6. enders: nota Beltrami 1992, pp. 269-70 che il termine, qui e altrove con é chiusa, rima con termini in -èrs in GrBorn 242,17 (VII), costituendo un raro caso di rima di è aperta con é chiusa nella tradizione trobadorica. Del testo giraldiano Beltrami offre una nuova edizione alle pp. 297-308 del lavoro citato.
11. aders: commentando un m’aerc in ArnDan 29,1 (XIV), 42 Perugi 1978, II, p. 487 ricostruisce prima il secondo emistichio in: «que es tant aut aders», probabilmente con dialefe fra que ed es, poi valorizza, con formula dubitativa, la lezione di LS per il primo emistichio: «al seu ricx pretz» con seü dieretico (ma unendo i due emistichi non si ottiene un verso ipermetro?). Più utile il rimando a Pfister 1959, pp. 239-40 (n° 24), per il passaggio di ADERIGERE ‘an etwas aufrichten’ a aderzer ‘erheben, sich anhängen, verheiraten’ «che ha anche il significato giuridico di ‘aufnehmen, einkleiden (z. B. beim Eintritt ins Kloster)’, cfr. in Rouergue ‘per mon aderzement al servizi de Deu’».
16. com ja pogues: Perugi 1978, I, p. 32 ipotizza, in base al qeu ia di DaIKNP e al per qeu di c, di ricostruire: «que eu pogues retraire sa valor», con dialefe fra que e eu, e di intendere ‘come potessi’ il com pogues di ABEQR, laddove Stroński scioglie «c’om pogues». Nella lezione a testo accolgo quindi la sostanza dell’intervento.
19-20. no·n ai, no·n ai: le due occorrenze di non ai sono variamente intese: Stroński interpreta «no·n ai» al v. 19 (suo 28) e «non ai» al v. 20 (suo 29); Lewent 1912, col. 332 suggerisce in entrambi i casi no n’ai, mentre Salverda de Grave 1911, p. 501 propone di estendere la forma no·n ai anche al v. 20: faccio mia la proposta.
20. no·n ai doncs pro?: la domanda è topica: Stroński ne rintraccia alcuni esempi a p. 82*: GcFaid 167,61 (XXXII), 23: «no n’ai doncs pro?
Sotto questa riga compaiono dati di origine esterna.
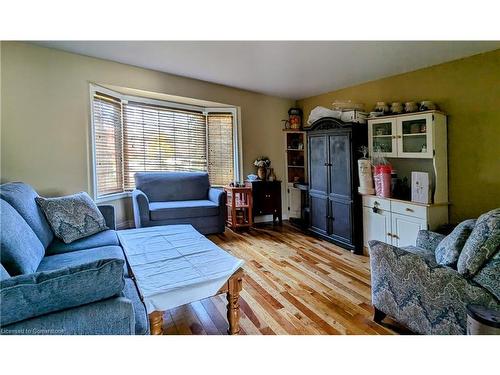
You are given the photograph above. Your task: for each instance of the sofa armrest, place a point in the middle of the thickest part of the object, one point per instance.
(421, 294)
(28, 296)
(217, 196)
(112, 316)
(140, 203)
(429, 240)
(108, 211)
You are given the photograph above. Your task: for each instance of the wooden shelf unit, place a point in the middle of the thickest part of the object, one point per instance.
(295, 146)
(239, 204)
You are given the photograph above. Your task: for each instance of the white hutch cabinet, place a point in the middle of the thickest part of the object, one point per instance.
(400, 138)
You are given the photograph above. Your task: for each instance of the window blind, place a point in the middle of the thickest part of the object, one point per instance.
(162, 139)
(220, 148)
(108, 144)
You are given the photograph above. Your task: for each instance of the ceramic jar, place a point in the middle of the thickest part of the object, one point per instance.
(262, 173)
(382, 107)
(427, 105)
(397, 108)
(411, 107)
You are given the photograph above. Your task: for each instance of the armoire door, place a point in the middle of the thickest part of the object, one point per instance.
(318, 183)
(340, 190)
(340, 167)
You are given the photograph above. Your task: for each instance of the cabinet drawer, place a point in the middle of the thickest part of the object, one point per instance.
(373, 201)
(409, 209)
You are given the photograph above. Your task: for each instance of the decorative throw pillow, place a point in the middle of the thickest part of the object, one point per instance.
(481, 245)
(73, 216)
(449, 249)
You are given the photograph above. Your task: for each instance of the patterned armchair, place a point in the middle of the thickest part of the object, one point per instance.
(428, 293)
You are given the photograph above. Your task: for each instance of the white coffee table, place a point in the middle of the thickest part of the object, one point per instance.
(174, 265)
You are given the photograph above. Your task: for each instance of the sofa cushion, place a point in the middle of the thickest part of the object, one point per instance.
(173, 186)
(111, 316)
(21, 196)
(489, 276)
(482, 244)
(73, 216)
(27, 296)
(104, 238)
(76, 258)
(449, 249)
(141, 316)
(182, 209)
(3, 273)
(20, 250)
(421, 251)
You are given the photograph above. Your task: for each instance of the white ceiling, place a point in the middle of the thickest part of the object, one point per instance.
(291, 69)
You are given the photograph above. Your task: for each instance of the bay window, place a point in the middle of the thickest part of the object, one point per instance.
(134, 134)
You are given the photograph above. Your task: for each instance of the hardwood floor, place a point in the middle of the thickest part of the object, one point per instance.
(294, 284)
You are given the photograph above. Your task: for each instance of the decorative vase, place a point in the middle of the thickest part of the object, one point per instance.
(261, 173)
(272, 175)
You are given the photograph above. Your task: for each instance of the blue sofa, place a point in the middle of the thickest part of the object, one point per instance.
(92, 306)
(163, 198)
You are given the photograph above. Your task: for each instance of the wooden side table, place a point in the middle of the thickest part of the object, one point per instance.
(239, 207)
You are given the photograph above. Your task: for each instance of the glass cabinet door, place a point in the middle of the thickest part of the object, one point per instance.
(414, 136)
(382, 137)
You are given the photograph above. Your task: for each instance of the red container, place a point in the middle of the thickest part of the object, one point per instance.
(382, 178)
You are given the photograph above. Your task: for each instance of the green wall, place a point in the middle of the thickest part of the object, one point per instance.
(468, 90)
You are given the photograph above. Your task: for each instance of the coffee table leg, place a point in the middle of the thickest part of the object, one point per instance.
(156, 322)
(233, 305)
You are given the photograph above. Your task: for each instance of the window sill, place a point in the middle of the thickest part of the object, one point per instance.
(112, 197)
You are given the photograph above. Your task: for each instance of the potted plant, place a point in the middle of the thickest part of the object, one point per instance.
(262, 163)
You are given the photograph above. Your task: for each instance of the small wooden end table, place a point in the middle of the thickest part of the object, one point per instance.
(239, 203)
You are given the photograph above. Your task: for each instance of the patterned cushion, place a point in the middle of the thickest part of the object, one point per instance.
(449, 249)
(489, 276)
(72, 217)
(481, 245)
(4, 275)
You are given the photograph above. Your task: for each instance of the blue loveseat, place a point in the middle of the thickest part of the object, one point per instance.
(91, 293)
(163, 198)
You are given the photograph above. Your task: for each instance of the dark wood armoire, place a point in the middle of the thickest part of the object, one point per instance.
(334, 203)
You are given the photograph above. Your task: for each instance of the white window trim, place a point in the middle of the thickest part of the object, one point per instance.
(94, 88)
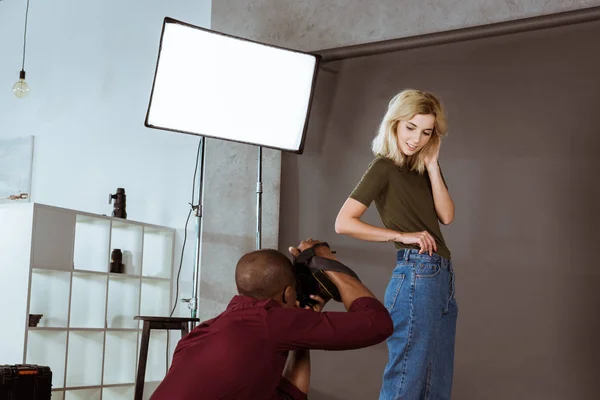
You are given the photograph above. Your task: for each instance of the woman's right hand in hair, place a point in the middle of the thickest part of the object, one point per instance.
(423, 239)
Ja sui sieus finamen»; PRog 356,6 (III), 16: «non ai donc pro car sol la vey?»; RbOr 389,37 (XVI), 31-32: «no m’es doncs pros e be no·m vai / si·m pens qe tan ric joi desir?».
21. Sull’espressione donar/dar/aver lezer rimando alla schedatura di Asperti 1990, p. 282 (a proposito di RmJord 404,4 [IV], 53: «quon que·m des lezer»).
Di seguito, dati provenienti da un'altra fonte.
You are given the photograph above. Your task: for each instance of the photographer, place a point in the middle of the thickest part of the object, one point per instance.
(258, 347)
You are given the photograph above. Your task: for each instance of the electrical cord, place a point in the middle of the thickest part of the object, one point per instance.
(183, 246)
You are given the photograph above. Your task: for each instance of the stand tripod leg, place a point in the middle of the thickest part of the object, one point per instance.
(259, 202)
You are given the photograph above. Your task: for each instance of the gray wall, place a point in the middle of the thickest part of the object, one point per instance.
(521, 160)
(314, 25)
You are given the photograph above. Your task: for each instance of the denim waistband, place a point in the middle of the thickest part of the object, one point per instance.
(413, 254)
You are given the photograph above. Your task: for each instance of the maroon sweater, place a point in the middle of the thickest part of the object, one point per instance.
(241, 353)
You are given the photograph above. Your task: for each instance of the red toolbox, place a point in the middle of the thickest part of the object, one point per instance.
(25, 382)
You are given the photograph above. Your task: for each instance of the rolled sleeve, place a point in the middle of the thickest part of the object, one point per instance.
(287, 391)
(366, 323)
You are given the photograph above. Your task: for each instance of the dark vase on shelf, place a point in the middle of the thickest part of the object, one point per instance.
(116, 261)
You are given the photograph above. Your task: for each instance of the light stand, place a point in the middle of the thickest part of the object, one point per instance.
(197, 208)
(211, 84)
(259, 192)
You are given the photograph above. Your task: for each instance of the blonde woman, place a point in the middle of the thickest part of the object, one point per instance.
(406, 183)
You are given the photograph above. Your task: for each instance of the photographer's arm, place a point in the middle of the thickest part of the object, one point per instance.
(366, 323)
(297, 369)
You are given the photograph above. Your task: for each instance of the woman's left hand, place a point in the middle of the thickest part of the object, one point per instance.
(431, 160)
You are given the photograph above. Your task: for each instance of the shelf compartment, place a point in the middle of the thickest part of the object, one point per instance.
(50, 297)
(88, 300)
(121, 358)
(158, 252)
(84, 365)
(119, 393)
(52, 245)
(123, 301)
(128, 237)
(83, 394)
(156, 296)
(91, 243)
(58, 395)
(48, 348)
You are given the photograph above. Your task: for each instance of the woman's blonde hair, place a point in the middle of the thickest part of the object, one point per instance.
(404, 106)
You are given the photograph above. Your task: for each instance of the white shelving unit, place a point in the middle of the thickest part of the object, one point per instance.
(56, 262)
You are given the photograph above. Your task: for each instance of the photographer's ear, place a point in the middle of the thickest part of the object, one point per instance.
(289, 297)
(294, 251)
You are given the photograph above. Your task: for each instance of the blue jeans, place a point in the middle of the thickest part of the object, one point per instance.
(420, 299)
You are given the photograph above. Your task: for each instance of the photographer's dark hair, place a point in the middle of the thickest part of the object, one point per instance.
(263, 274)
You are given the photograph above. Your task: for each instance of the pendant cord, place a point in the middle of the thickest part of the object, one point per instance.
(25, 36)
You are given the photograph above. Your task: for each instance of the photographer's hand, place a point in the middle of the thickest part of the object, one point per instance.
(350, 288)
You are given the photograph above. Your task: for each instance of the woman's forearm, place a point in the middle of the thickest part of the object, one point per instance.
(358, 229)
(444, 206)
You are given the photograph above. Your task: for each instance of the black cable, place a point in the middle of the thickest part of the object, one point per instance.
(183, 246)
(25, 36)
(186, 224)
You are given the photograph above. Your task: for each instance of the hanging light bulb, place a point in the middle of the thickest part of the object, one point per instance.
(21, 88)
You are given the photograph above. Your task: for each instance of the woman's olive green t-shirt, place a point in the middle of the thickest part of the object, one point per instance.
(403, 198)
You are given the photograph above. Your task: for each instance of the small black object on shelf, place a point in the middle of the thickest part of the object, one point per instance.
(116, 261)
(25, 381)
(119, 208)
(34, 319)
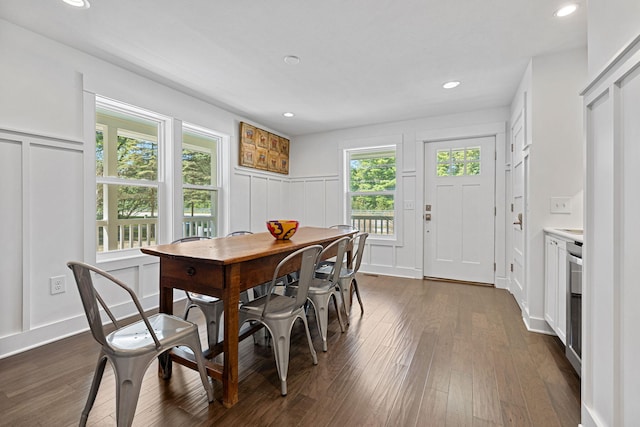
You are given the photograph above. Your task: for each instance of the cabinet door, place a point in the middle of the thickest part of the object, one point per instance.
(551, 282)
(561, 319)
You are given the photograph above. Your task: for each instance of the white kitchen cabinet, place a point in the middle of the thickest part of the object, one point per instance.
(610, 293)
(555, 291)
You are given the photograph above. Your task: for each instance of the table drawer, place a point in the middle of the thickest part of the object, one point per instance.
(192, 276)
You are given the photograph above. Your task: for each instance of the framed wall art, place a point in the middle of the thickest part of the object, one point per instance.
(263, 150)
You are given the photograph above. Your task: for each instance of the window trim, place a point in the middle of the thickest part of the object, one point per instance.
(374, 145)
(163, 142)
(219, 142)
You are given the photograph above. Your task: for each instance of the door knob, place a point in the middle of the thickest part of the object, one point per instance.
(519, 221)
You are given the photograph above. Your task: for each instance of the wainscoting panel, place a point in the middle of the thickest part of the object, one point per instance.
(11, 228)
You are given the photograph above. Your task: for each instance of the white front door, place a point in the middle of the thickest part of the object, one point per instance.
(519, 164)
(459, 211)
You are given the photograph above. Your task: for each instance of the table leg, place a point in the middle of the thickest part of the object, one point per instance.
(166, 306)
(231, 332)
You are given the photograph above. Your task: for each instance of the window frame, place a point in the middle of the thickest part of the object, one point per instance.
(163, 145)
(217, 187)
(370, 146)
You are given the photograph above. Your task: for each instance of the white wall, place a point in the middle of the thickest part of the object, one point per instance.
(316, 167)
(611, 26)
(556, 164)
(554, 144)
(610, 372)
(46, 186)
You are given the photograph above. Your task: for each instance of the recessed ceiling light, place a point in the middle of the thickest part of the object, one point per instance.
(451, 84)
(292, 60)
(566, 10)
(81, 4)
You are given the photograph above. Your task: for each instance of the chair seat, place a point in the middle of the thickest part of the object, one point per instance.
(201, 298)
(135, 338)
(319, 286)
(324, 270)
(282, 307)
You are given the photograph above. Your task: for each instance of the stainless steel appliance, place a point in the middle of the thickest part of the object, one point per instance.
(574, 305)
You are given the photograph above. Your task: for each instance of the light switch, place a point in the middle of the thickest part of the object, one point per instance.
(560, 205)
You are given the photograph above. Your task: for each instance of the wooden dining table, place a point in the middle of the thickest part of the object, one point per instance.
(224, 267)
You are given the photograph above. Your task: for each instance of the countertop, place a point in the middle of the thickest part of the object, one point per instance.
(574, 234)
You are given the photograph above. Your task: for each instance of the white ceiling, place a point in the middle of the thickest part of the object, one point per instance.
(362, 61)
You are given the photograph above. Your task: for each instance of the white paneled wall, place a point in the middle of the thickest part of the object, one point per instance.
(41, 215)
(610, 347)
(11, 229)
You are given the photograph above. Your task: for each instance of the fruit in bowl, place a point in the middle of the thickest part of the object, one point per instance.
(282, 229)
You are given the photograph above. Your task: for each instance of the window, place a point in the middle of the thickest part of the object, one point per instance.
(136, 205)
(458, 161)
(127, 157)
(372, 189)
(199, 182)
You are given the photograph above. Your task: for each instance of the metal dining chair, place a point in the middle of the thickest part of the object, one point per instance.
(278, 312)
(323, 288)
(212, 307)
(130, 348)
(348, 279)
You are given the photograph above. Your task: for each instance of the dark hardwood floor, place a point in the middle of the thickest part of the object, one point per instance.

26-27. Stroński traduce: «il m’a paru qu’elle voulût me donner son amour toutes les fois qu’elle tournait vers moi ses yeux pleins de douceur» (p. 123) e viene giustamente ripreso da Lewent 1912, col. 332: «Ohne Grund steht in der Uebersetzung dieser Zeilen eine Zeit der Vergangenheit».
27. quan volv: invece di sol vir del ms. base A (con BOlsGLS), metto a testo la lezione di DaIKNEM, dalla cui deformazione originano probabilmente le forme di P (can uo), QV (qan uol), R (câ uous), T (can uals), c (qan uuoilh).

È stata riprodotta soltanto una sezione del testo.